Tatsächlich war die WAZ das erste große Medium, das über den falschen Lebenslauf berichtet. Allerdings war die Recherche zu diesem Zeitpunkt bereits etwa 24 Stunden zuvor veröffentlicht worden – vom Essener Lokalmedium Informer Magazine. Dort erschien bereits am 18. Juli eine Meldung, dass die Politikerin nicht mehr bei der nächsten Wahl antreten werde. Im Artikel enthalten war eine Anmerkung, dass die Redaktion die Bundestagsabgeordnete zuvor mit den Informationen über den falschen Lebenslauf konfrontierte. Eine Stellungnahme von Hinz gab es zu diesem Zeitpunkt noch nicht. Wenig später drehte Informer das Thema weiter und veröffentlichte eine Kommentar, der sich mit der Glaubwürdigkeit der Abgeordneten auseinandersetzte.

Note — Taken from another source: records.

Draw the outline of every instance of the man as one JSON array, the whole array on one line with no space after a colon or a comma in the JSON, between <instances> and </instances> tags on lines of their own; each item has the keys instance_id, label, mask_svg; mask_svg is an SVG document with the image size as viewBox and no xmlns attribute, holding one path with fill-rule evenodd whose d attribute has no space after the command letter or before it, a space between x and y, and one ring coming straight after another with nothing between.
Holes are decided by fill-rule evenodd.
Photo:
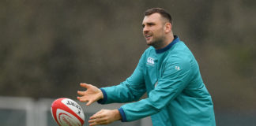
<instances>
[{"instance_id":1,"label":"man","mask_svg":"<svg viewBox=\"0 0 256 126\"><path fill-rule=\"evenodd\" d=\"M213 105L187 46L172 32L171 17L164 9L146 10L143 35L150 46L134 73L119 85L99 89L81 83L77 99L101 104L137 101L118 109L102 109L90 117L90 126L115 120L132 121L151 116L154 126L214 126Z\"/></svg>"}]
</instances>

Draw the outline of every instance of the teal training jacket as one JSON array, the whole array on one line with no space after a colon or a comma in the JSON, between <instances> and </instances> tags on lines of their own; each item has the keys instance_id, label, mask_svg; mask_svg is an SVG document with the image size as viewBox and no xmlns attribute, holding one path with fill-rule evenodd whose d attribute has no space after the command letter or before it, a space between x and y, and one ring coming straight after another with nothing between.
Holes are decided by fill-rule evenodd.
<instances>
[{"instance_id":1,"label":"teal training jacket","mask_svg":"<svg viewBox=\"0 0 256 126\"><path fill-rule=\"evenodd\" d=\"M213 105L193 54L175 35L166 47L149 47L134 73L119 85L101 88L101 104L122 106L122 121L151 116L154 126L215 126Z\"/></svg>"}]
</instances>

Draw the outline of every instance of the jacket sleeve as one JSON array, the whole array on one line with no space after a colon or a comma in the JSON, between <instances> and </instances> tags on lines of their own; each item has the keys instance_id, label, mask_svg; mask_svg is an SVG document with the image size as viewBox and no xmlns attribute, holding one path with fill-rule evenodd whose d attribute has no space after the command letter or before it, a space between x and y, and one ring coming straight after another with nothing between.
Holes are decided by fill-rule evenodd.
<instances>
[{"instance_id":1,"label":"jacket sleeve","mask_svg":"<svg viewBox=\"0 0 256 126\"><path fill-rule=\"evenodd\" d=\"M119 85L101 88L104 99L100 104L137 101L146 91L143 76L143 55L134 73Z\"/></svg>"},{"instance_id":2,"label":"jacket sleeve","mask_svg":"<svg viewBox=\"0 0 256 126\"><path fill-rule=\"evenodd\" d=\"M132 121L160 112L186 87L190 80L190 71L187 61L179 59L174 63L167 63L149 98L121 106L122 121Z\"/></svg>"}]
</instances>

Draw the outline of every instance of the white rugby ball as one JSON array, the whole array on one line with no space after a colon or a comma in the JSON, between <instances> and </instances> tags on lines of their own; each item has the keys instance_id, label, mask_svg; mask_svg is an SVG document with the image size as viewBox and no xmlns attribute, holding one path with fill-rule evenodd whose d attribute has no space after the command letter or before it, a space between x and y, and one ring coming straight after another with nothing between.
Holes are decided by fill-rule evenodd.
<instances>
[{"instance_id":1,"label":"white rugby ball","mask_svg":"<svg viewBox=\"0 0 256 126\"><path fill-rule=\"evenodd\" d=\"M84 111L72 99L61 98L51 104L52 117L59 126L82 126L85 123Z\"/></svg>"}]
</instances>

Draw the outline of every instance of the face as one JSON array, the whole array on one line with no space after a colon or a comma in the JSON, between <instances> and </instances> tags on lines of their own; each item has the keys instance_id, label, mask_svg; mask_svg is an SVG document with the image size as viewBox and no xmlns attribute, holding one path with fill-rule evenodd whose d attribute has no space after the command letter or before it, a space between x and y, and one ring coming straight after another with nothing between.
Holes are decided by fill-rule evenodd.
<instances>
[{"instance_id":1,"label":"face","mask_svg":"<svg viewBox=\"0 0 256 126\"><path fill-rule=\"evenodd\" d=\"M149 46L160 46L164 40L164 23L159 13L145 16L142 22L143 35Z\"/></svg>"}]
</instances>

Die Funke-Medien WAZ und NRZ stiegen erst am späten Abend des 19. Juli in die Berichterstattung ein, als parallel das offizielle Statement des Anwalts von Frau Hinz veröffentlicht wurde. Von der Informer-Berichterstattung war nichts zu lesen. Wenig später lief die Nachricht auch über die Ticker der Nachrichtenagenturen. Diese wurden durch Meldung der Funke-Medien auf das Thema aufmerksam und übernahmen – wie dann auch weitere Medien (zunächst auch MEEDIA) – die News mit WAZ und NRZ als Quellenangabe.

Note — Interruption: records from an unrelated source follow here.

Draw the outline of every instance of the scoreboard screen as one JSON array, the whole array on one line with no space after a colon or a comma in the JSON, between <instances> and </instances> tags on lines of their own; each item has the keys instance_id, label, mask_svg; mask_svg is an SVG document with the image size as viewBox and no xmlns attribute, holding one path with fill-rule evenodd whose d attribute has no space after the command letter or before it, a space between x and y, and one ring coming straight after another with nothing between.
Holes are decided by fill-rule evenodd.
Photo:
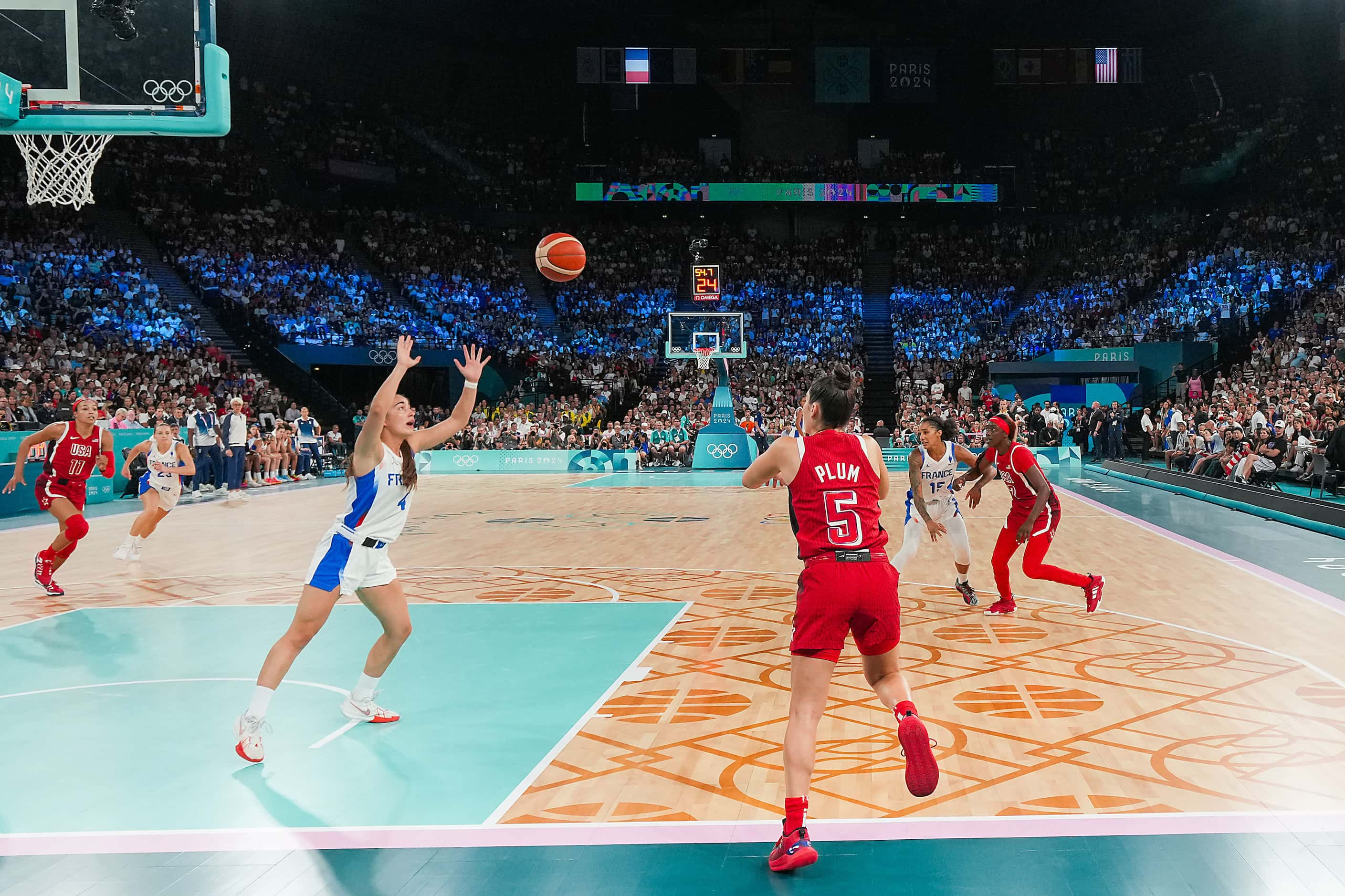
<instances>
[{"instance_id":1,"label":"scoreboard screen","mask_svg":"<svg viewBox=\"0 0 1345 896\"><path fill-rule=\"evenodd\" d=\"M691 265L691 299L720 300L720 265Z\"/></svg>"}]
</instances>

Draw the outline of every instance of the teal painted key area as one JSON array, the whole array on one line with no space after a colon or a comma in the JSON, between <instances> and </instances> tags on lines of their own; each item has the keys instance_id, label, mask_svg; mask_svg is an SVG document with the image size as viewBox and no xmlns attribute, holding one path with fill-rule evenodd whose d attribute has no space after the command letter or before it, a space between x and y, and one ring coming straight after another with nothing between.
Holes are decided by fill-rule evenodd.
<instances>
[{"instance_id":1,"label":"teal painted key area","mask_svg":"<svg viewBox=\"0 0 1345 896\"><path fill-rule=\"evenodd\" d=\"M243 768L230 725L292 607L85 609L3 630L0 708L26 721L0 728L0 834L482 823L682 608L413 605L383 700L416 724L319 745L344 726L379 634L340 605L276 694L265 766Z\"/></svg>"}]
</instances>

In der Agenturmeldung der Funk-Gruppe hieß es dann:

Seit Tagen war Petra Hinz – auch von WAZ und NRZ – mit Fragen konfrontiert worden…

WAZ und NRZ deuteten zwar an, dass auch andere Fragen gestellt hatten, handelten aber nicht transparent.

So hieß es später dann unter anderem bei Süddeutsche, Tagesschau wie auch Zeit Online:

… erklärte der Anwalt der SPD-Politikerin, nachdem „WAZ“ und „NRZ“ die Angaben der Parlamentarierin hinterfragt hatten.

Der Lauf der Dinge stieß besonders einem Journalisten auf. Dem Informer-Redakteur Pascal Hesse. Via Facebook beschwerte er sich in Richtung der WAZ über ihr Vorgehen. „Schade, dass es offenbar in Essen keine Fairness mehr unter Kollegen gibt. Und die WAZ die Erfolge anderer nun bundesweit medial für sich beansprucht“, so Hesse.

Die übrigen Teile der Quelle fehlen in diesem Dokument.